第9章―四肢の傷害(ケガ)

この章の目的

  1. 筋肉、骨および関節の解剖学的構造を学ぶ。
  2. 発生する四肢の傷害(ケガ)の種類について、正しく理解する。
  3. 軟部組織管理のPRICE処置について理解する。
  4. 激しい外傷に見えても、DR ABCが最も重要であることを正しく理解する。
  5. 吊り包帯と副子の知識を向上させる。

序論

捻挫や筋挫傷などの筋肉や関節のケガは、ラグビーを含むあらゆるコンタクトスポーツでよくあることです。他のコンタクトスポーツにおいてもそうであるように、時においては骨の損傷(骨折)や関節の脱臼が発生します。いずれもアスリートがプレーを続けることを妨げ、多くの場合において識別しにくいことがあります。

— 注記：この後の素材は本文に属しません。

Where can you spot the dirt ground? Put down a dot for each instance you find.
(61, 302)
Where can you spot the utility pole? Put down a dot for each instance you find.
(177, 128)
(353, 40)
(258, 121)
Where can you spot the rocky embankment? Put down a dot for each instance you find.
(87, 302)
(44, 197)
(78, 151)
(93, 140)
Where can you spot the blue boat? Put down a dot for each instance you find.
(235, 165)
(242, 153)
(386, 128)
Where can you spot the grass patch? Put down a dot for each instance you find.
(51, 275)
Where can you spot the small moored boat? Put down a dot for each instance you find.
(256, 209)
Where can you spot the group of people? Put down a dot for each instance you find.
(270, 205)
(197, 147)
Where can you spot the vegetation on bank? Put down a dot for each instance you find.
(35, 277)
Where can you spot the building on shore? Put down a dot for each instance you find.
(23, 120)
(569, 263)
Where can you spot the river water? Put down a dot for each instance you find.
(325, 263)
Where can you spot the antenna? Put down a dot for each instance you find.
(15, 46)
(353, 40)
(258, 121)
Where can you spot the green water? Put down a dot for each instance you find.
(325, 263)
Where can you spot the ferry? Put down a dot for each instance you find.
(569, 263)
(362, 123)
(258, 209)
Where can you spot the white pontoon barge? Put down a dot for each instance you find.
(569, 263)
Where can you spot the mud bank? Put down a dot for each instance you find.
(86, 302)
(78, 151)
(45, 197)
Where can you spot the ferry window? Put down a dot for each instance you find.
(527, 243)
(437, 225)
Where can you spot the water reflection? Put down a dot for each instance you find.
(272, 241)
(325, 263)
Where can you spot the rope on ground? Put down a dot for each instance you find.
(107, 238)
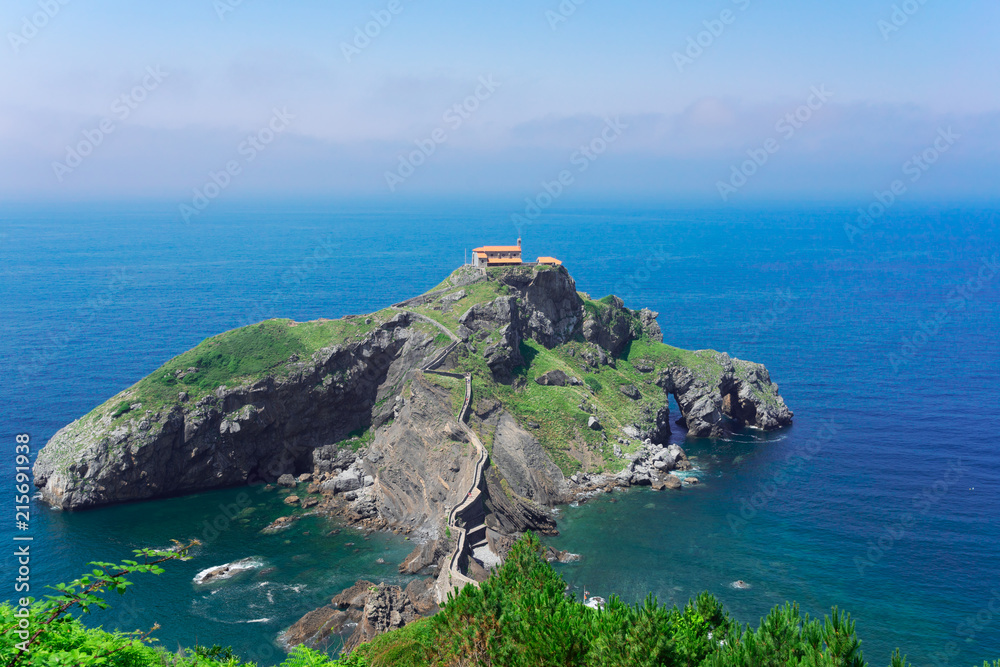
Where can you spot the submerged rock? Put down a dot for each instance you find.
(227, 571)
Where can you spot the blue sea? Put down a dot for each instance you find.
(883, 499)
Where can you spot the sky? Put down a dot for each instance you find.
(726, 101)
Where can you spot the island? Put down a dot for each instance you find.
(458, 417)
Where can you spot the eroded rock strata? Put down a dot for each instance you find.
(563, 388)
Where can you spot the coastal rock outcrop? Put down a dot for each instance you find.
(741, 394)
(374, 415)
(233, 435)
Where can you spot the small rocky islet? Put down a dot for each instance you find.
(459, 417)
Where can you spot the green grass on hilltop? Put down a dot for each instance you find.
(238, 357)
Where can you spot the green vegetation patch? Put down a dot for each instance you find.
(240, 356)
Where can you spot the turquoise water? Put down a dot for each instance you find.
(97, 296)
(294, 571)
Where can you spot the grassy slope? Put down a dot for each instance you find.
(237, 357)
(245, 355)
(562, 425)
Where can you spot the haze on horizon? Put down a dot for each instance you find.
(169, 94)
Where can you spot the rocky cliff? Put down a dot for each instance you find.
(569, 395)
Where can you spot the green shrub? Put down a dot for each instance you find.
(120, 409)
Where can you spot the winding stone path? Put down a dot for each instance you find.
(453, 579)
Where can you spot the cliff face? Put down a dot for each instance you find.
(350, 405)
(233, 435)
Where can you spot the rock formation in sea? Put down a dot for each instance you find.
(459, 417)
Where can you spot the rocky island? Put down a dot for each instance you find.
(458, 417)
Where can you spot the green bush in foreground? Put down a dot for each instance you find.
(520, 617)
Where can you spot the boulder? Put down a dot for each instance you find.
(631, 391)
(661, 482)
(554, 378)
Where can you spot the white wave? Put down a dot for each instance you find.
(220, 572)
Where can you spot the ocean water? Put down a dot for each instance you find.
(882, 499)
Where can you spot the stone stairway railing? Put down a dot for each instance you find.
(456, 578)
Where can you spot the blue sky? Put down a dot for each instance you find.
(225, 66)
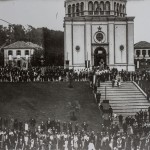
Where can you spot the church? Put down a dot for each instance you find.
(98, 33)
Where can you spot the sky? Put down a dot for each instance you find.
(50, 14)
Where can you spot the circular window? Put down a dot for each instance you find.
(77, 48)
(99, 37)
(121, 47)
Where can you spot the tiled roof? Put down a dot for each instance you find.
(142, 44)
(19, 44)
(34, 45)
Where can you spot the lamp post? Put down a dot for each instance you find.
(42, 60)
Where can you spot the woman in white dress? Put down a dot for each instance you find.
(66, 145)
(91, 146)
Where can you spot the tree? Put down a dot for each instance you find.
(35, 59)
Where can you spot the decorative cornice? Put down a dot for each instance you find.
(97, 18)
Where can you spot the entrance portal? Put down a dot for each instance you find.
(100, 57)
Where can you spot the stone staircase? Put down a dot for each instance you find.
(126, 99)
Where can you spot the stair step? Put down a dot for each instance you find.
(126, 99)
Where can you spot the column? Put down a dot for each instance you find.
(111, 43)
(88, 41)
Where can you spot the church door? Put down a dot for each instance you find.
(100, 57)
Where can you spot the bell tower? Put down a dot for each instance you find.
(98, 31)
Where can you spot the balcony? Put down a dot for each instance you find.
(96, 13)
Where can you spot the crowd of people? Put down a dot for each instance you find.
(42, 74)
(56, 73)
(130, 133)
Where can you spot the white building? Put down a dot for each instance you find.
(98, 31)
(142, 54)
(19, 53)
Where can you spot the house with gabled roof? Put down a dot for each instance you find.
(19, 54)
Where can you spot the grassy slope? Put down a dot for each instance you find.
(43, 100)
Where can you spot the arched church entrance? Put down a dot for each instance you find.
(100, 57)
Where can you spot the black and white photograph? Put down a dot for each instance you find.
(74, 74)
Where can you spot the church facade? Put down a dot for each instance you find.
(98, 32)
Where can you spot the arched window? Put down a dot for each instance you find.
(18, 52)
(115, 8)
(73, 10)
(149, 53)
(10, 52)
(102, 8)
(77, 9)
(82, 8)
(26, 52)
(96, 9)
(90, 8)
(69, 11)
(138, 53)
(118, 10)
(124, 11)
(107, 8)
(143, 53)
(121, 13)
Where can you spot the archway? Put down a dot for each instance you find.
(100, 57)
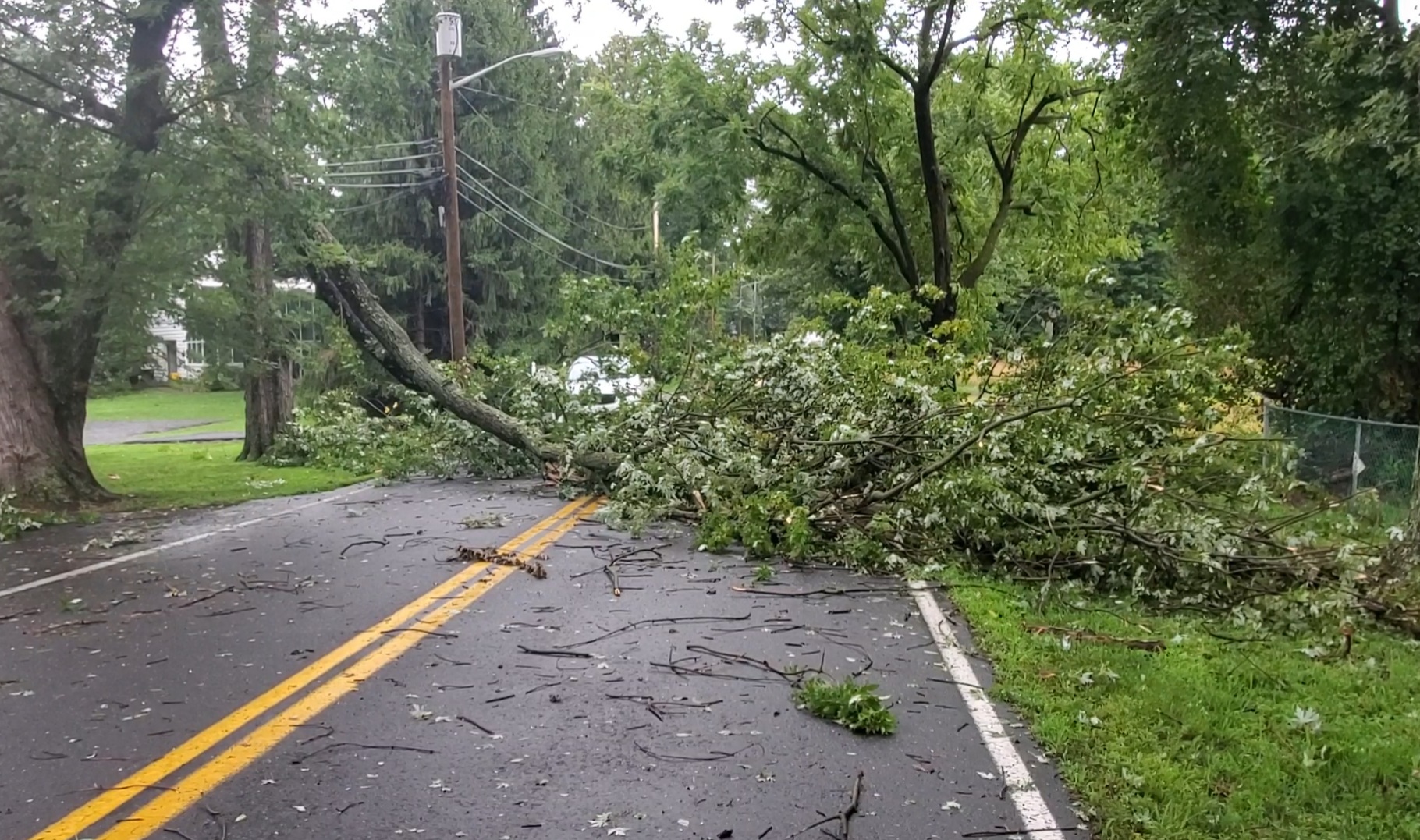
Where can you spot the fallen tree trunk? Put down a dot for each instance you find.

骨は関節の中で強い靭帯によって結合されていていますが、靭帯が断裂や伸ばされることは「捻挫」として知られています。折れた骨のことを医学用語では骨折と言います。靭帯が断裂して、関節を形成している骨の両端がお互いにすべってしまうことがあり、これは「脱臼」として知られています。

筋肉は関節をまたいで機能し、関節に強い腱で付着しています。筋肉や腱は断裂や「筋挫傷」を起こすことがあります。そのようなケガをしたアスリートは、痛みを訴え、手足を動かすことを嫌がることや、動かせないことがあり、変形を来すことや、急に腫れる場合があります。